The first version of Kairos was a loop and a prayer. Every minute a worker woke up, read the "scheduled" table, picked the jobs whose run_at had passed, and tried to dispatch them. If anything in that dispatch threw — a network blip, a contract change, a Redis hiccup — the row stayed status='scheduled' and got retried next tick. For a long time that worked.
Then I wrote a second feature. Then a third. And the loop started to lie.
A scheduler that "mostly runs" but silently drops events is worse than one that halts loudly. Silent failure is a liability; loud failure is just a bug.
The problem wasn't the cron. It was the absence of a contract between "I scheduled this" and "this ran." Once I added a second dispatch path — a webhook retry, a manual trigger from the UI — the implicit contract broke. Two code paths, one shared status column, no coordination.
What a state machine bought
Replacing the loop with an explicit FSM forced me to enumerate every transition: SCHEDULED → RUNNING → DONE, RUNNING → FAILED, FAILED → SCHEDULED (with backoff), SCHEDULED → EXPIRED (if TTL exceeded). Suddenly the "silently dropped job" had a name. It was an unhandled transition from SCHEDULED when the TTL window closed without a runner picking it up.
The FSM didn't fix the bug immediately. But it made the bug findable. When I added the off-by-one check to the retry window, the failing test pointed at a specific transition rather than a generic "job didn't run" failure. That's the real value: not correctness, but legibility.
The implementation
The FSM lives in a single Python class. States are a StrEnum. Transitions are validated in a can_transition() method before any database write. The HTTP layer never touches status directly — it calls job.transition(target_state) and catches InvalidTransition.

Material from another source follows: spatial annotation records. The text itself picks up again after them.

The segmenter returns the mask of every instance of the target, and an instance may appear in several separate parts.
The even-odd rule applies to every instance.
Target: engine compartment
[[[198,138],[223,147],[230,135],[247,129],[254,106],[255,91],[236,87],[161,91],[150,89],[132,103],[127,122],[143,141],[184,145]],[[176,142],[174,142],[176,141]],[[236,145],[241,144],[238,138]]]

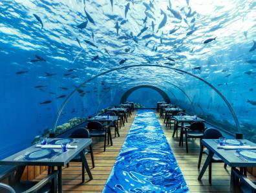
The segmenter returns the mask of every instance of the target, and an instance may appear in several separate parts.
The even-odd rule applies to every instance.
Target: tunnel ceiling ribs
[[[232,115],[232,116],[235,120],[235,125],[236,125],[236,128],[237,129],[237,131],[239,132],[240,132],[240,125],[239,125],[239,120],[237,119],[237,115],[235,113],[235,111],[233,110],[232,106],[231,106],[231,104],[229,103],[229,102],[228,101],[228,100],[225,98],[225,96],[220,93],[220,91],[219,91],[215,87],[214,87],[211,84],[209,83],[208,82],[207,82],[206,80],[205,80],[204,79],[194,75],[192,74],[189,72],[187,72],[186,71],[180,69],[178,69],[178,68],[175,68],[173,67],[169,67],[169,66],[160,66],[160,65],[156,65],[156,64],[140,64],[140,65],[130,65],[130,66],[123,66],[123,67],[120,67],[120,68],[116,68],[114,69],[111,69],[109,70],[107,70],[106,71],[104,71],[103,73],[99,73],[97,75],[95,75],[92,77],[91,77],[91,78],[89,78],[87,80],[85,80],[85,82],[83,82],[83,83],[81,83],[79,86],[78,86],[77,87],[76,87],[76,89],[74,89],[73,91],[72,91],[65,98],[65,101],[62,103],[60,108],[59,109],[59,111],[57,113],[56,117],[55,118],[55,120],[54,122],[54,125],[53,125],[53,132],[55,131],[55,129],[57,127],[57,124],[59,120],[59,118],[62,113],[62,111],[63,110],[64,107],[65,107],[66,104],[67,104],[67,102],[69,101],[69,100],[71,98],[71,97],[72,96],[72,95],[76,93],[76,91],[78,91],[78,89],[79,89],[81,87],[84,86],[87,83],[90,82],[91,80],[94,80],[96,78],[97,78],[98,77],[100,77],[102,75],[104,75],[105,74],[107,74],[108,73],[112,72],[112,71],[118,71],[120,69],[127,69],[129,68],[141,68],[141,67],[156,67],[156,68],[167,68],[167,69],[170,69],[172,70],[174,70],[175,71],[178,71],[178,72],[181,72],[182,73],[186,73],[192,77],[194,77],[203,82],[204,82],[205,84],[206,84],[208,86],[209,86],[211,89],[213,89],[220,97],[224,101],[225,104],[227,105],[229,110],[230,111],[230,113]]]
[[[169,98],[168,95],[162,89],[160,89],[160,88],[158,88],[158,87],[156,87],[155,86],[150,86],[150,85],[137,86],[135,86],[135,87],[132,87],[131,89],[129,89],[122,96],[121,100],[120,100],[120,103],[122,104],[122,103],[125,102],[127,100],[129,96],[132,93],[133,93],[136,90],[138,90],[138,89],[141,89],[141,88],[150,88],[150,89],[152,89],[156,91],[156,92],[158,92],[162,96],[162,97],[164,98],[164,100],[166,102],[171,103],[171,100]]]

Postgres advisory locks handle the concurrent runner problem. Before picking up a job, a runner acquires an advisory lock keyed to the job ID. If another runner holds it, the query returns nothing. No double-dispatch, no Redis, no distributed lock service — just a feature Postgres has had since 2003.
What I'd do differently
Write the FSM before the HTTP layer. I let endpoint shapes drive the state design early on, which meant the FSM had to accommodate decisions already baked into the API. The rewrite inverts this — the state machine is the specification, and the HTTP layer just exposes it.